= Judge of Alderney =

The Judge of Alderney is the senior judicial officer in Alderney, ranking above the six Jurats. The holder was until 1949 entitled to a seat in the States of Alderney, and between 1825 and 1949 was Leader of Alderney.

== History ==
The Judge of Alderney is a legally qualified person appointed by the Crown to be chief judge of Alderney, sitting with the Jurats (lay judges) in cases heard there. The position is equivalent to that of a judge of the King’s Bench Division of the High Court of Justice of England and Wales. Appeals from decisions of the court may be made to the Judicial Committee of the Privy Council.

In 1825, the hereditary Governor of Alderney, John Le Mesurier III, returned his family's fiefdom over Alderney to the Crown in exchange for an annual pension. That office of governor being thus in effect abolished, the Judge of Alderney, as highest Crown appointment there, assumed the role of leader.

During the Second World War, the Channel Islands were occupied by Nazi Germany, and the Judge, who had gone to England, was effectively replaced as leader of Alderney by Island Commandant Inselkommandant Alderney and a designated Sonderführer von Alderney.

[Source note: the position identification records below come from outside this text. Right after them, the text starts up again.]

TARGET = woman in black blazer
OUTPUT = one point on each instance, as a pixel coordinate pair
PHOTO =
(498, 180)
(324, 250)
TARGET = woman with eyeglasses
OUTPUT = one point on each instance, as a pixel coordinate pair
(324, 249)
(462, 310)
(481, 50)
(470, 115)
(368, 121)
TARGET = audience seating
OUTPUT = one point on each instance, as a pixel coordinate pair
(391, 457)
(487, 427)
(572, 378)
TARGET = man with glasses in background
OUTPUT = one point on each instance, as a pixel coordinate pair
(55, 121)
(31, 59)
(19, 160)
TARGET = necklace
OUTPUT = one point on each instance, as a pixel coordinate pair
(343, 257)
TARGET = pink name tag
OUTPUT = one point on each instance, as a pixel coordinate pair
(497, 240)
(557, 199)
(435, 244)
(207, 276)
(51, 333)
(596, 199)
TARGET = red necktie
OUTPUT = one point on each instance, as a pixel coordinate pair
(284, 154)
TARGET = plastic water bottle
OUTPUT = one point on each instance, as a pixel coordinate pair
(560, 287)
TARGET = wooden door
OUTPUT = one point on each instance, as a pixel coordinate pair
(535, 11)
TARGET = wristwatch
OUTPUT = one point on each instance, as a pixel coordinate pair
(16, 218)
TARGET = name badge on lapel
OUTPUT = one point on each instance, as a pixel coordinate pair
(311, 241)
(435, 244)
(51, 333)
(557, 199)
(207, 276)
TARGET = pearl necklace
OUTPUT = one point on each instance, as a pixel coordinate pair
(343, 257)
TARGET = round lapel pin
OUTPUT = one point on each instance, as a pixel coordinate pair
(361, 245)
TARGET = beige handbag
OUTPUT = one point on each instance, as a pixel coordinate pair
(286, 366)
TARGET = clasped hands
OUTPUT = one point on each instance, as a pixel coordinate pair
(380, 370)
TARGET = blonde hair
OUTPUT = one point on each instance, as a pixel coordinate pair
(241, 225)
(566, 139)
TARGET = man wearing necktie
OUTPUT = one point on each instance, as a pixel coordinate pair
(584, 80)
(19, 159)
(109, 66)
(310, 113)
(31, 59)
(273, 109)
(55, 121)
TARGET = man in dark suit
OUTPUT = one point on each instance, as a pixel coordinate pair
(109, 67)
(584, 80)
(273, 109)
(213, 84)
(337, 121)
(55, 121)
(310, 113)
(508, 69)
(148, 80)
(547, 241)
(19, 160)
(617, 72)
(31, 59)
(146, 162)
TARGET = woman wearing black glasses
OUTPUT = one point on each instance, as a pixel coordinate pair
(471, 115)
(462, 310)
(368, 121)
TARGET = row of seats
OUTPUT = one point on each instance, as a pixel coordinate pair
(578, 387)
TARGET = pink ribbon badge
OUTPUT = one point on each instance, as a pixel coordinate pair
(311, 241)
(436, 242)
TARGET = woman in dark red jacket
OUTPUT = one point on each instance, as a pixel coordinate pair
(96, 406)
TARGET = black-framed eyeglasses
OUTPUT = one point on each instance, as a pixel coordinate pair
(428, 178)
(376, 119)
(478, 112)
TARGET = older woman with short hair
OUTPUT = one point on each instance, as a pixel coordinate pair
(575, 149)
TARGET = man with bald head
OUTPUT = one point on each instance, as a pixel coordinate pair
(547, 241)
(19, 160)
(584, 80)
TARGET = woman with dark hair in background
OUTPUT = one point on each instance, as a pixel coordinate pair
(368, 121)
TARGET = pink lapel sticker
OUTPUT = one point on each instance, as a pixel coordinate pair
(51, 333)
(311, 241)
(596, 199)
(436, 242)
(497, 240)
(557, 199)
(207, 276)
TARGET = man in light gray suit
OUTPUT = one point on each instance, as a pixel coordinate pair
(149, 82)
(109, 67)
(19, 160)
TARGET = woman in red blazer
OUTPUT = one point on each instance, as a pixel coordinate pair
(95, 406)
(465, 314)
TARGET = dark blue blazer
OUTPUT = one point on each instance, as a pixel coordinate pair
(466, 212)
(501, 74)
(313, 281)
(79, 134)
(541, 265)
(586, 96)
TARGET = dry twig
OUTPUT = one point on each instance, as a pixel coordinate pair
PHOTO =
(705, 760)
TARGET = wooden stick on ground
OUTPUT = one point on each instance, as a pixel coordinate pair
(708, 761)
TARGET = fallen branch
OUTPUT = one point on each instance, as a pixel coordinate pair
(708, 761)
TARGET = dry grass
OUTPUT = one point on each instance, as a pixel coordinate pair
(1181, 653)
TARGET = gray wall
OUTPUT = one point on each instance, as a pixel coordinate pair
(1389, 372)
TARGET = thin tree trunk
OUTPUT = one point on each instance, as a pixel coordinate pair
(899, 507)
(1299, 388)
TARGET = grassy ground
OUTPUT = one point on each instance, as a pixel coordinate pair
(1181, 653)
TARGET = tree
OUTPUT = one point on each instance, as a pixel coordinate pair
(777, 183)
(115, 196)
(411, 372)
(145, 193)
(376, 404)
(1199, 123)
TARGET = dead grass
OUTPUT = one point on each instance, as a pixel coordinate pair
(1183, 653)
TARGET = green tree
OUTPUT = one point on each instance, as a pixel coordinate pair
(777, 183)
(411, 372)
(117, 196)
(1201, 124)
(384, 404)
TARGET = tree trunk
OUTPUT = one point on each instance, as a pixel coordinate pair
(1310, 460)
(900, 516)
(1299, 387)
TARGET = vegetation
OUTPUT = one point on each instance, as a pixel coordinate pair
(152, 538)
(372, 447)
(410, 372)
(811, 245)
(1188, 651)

After the war, less than 50% of Alderney's population returned, which led to the United Kingdom government proposing that Alderney become part of the Bailiwick of Guernsey. In 1948, the States of Alderney and the States of Guernsey passed laws under which Alderney gave up sovereignty to Guernsey. It was also provided that the Judge of Alderney be replaced as Leader of Alderney by the democratically elected President of the States of Alderney, the role of Representative of the Crown being fulfilled by the Lieutenant-Governor of Guernsey. Further, the Judge's right to sit in the States of Alderney was removed, judiciary and legislature now being more separated.